First, I want you to think about your soul — the value of it, and its eternal destiny somewhere. The Christian life is not a game; it is serious business, and it requires true dedication. There is nothing evil about “fun,” but we must be certain we are wholesome. If one is old enough to be a Christian, he is old enough to be lost.
How does one define a “friend”? Is a friend one who drags you down to lower levels of spirituality? Can we not recall the words of God’s apostle, “Be not deceived: Evil companionships corrupt good morals” (1 Corinthians 15:33)? Have you ever heard that old saying, “a person is known by the friends he keeps”? Jesus Christ was a “friend of sinners,” but he instructed them to abandon their sins; he was not an enabler.
Accountability has to do with how one’s life is judged, as compared with his responsibility. We are accountable to God foremost (Romans 14:12). Do we live, look, and listen so as to please Him? That is not always a matter of easy focus, but at times we cannot but know we’ve gone way over the line. When that is the case, we must turn back to the Lord before “hardness” sets in, and we cease to even care.
We have accountability with reference to our friends. What do you do when you know a “friend” is immoral in words and deeds? Do you simply let him go — with no word of concern for his soul, or with a kindly rebuke for his wretchedness (see Galatians 6:1)?
You have accountability to your parents. Can one continue to fraternize with egregiously worldly people, knowing very well that your godly parents would not approve? Would you encourage mom or dad to visit your web page, read your messages, along with those you have classified as your “friends”? If not, why? And why have some, whose web pages have been an “open book” to the entire on-line world, now suddenly have gone “private”? Clearly it is not the world from whose eyes they would escape; it is from Christians who love their souls and are concerned for their welfare. What is wrong with this “picture”?
There is accountability to your congregation’s elders. They must give account for the souls under their oversight. When one knows that members of the flock are deeply involved in sin, your elders must be apprised of such.

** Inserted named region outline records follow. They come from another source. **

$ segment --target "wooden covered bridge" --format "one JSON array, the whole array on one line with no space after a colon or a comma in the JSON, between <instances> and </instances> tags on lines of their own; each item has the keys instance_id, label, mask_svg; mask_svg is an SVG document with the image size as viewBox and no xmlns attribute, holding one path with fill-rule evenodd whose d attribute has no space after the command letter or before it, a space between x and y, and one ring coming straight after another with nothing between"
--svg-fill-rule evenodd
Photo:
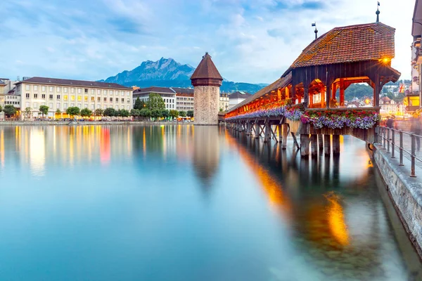
<instances>
[{"instance_id":1,"label":"wooden covered bridge","mask_svg":"<svg viewBox=\"0 0 422 281\"><path fill-rule=\"evenodd\" d=\"M312 41L275 82L231 108L224 119L228 126L264 141L274 138L286 148L289 132L302 155L325 146L326 154L339 153L340 135L367 143L375 140L383 86L397 81L391 67L395 30L381 22L335 27ZM367 83L373 95L366 105L347 107L345 90ZM331 137L332 136L332 137Z\"/></svg>"}]
</instances>

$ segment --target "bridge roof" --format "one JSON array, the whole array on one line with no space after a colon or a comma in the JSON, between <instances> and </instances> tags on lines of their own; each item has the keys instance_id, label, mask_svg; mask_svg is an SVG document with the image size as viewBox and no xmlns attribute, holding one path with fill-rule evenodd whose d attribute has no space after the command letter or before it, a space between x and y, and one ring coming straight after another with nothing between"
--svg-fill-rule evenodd
<instances>
[{"instance_id":1,"label":"bridge roof","mask_svg":"<svg viewBox=\"0 0 422 281\"><path fill-rule=\"evenodd\" d=\"M395 32L381 22L335 27L314 40L290 69L391 59L395 55Z\"/></svg>"},{"instance_id":2,"label":"bridge roof","mask_svg":"<svg viewBox=\"0 0 422 281\"><path fill-rule=\"evenodd\" d=\"M266 87L262 88L260 91L256 92L254 95L249 96L245 100L242 101L240 103L238 103L237 105L236 105L235 106L231 107L229 110L229 112L233 111L244 105L246 105L246 104L250 103L252 100L260 98L262 96L271 92L273 90L276 90L279 88L285 87L287 85L288 85L290 83L291 83L291 81L292 81L292 72L289 72L287 74L286 76L278 79L275 82L270 84L269 85L267 86Z\"/></svg>"}]
</instances>

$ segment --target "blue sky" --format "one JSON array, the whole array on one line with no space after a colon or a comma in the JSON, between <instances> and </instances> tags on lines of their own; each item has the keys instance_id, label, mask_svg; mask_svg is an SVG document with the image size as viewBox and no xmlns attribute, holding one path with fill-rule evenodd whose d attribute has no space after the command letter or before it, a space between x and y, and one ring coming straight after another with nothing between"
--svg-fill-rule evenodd
<instances>
[{"instance_id":1,"label":"blue sky","mask_svg":"<svg viewBox=\"0 0 422 281\"><path fill-rule=\"evenodd\" d=\"M410 78L414 0L381 1L392 66ZM397 4L397 3L399 4ZM401 3L400 3L401 2ZM0 77L98 80L146 60L196 67L208 51L231 81L270 83L314 39L375 21L373 0L3 0Z\"/></svg>"}]
</instances>

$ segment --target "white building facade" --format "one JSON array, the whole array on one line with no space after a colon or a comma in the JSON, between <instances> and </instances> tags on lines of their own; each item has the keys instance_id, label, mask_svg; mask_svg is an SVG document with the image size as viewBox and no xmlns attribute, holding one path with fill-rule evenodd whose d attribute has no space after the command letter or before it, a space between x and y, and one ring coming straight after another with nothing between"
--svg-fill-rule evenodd
<instances>
[{"instance_id":1,"label":"white building facade","mask_svg":"<svg viewBox=\"0 0 422 281\"><path fill-rule=\"evenodd\" d=\"M132 89L115 83L32 77L16 83L15 94L20 96L21 110L32 109L32 117L39 115L41 105L49 107L49 118L54 118L58 110L77 107L116 110L132 108ZM21 115L23 119L24 115Z\"/></svg>"}]
</instances>

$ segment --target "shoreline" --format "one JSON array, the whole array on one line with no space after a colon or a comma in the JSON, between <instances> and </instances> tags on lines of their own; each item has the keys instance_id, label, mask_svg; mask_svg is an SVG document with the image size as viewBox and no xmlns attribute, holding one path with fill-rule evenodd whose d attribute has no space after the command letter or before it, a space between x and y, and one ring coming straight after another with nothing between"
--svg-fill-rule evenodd
<instances>
[{"instance_id":1,"label":"shoreline","mask_svg":"<svg viewBox=\"0 0 422 281\"><path fill-rule=\"evenodd\" d=\"M0 121L1 126L193 125L193 122L153 121Z\"/></svg>"}]
</instances>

They cannot address problems of which they have no knowledge. You must help them; such is not being a “snitch”; it is a matter of love.
Further, ministers of Christ are obligated to reprove, rebuke, and exhort their brothers and sisters in God’s family — young or old. The gospel preacher will not permit himself the luxury of being a “pal” to the sinful at the expense of his own soul. God will hold us accountable if we do not warn the erring of their error. The faithful servant of Christ does not want “blood” of others upon his hands (Ezekiel 33:7-9).
Finally, with deepest respect, may I suggest this to parents: you might wish to give consideration as to whether or not you want your child even to be on the MySpace site — as innocent as their communications may be. There are other, safer ways for youngsters to communicate with one another, rather than being only a “click” or two away from a highway of gross corruption.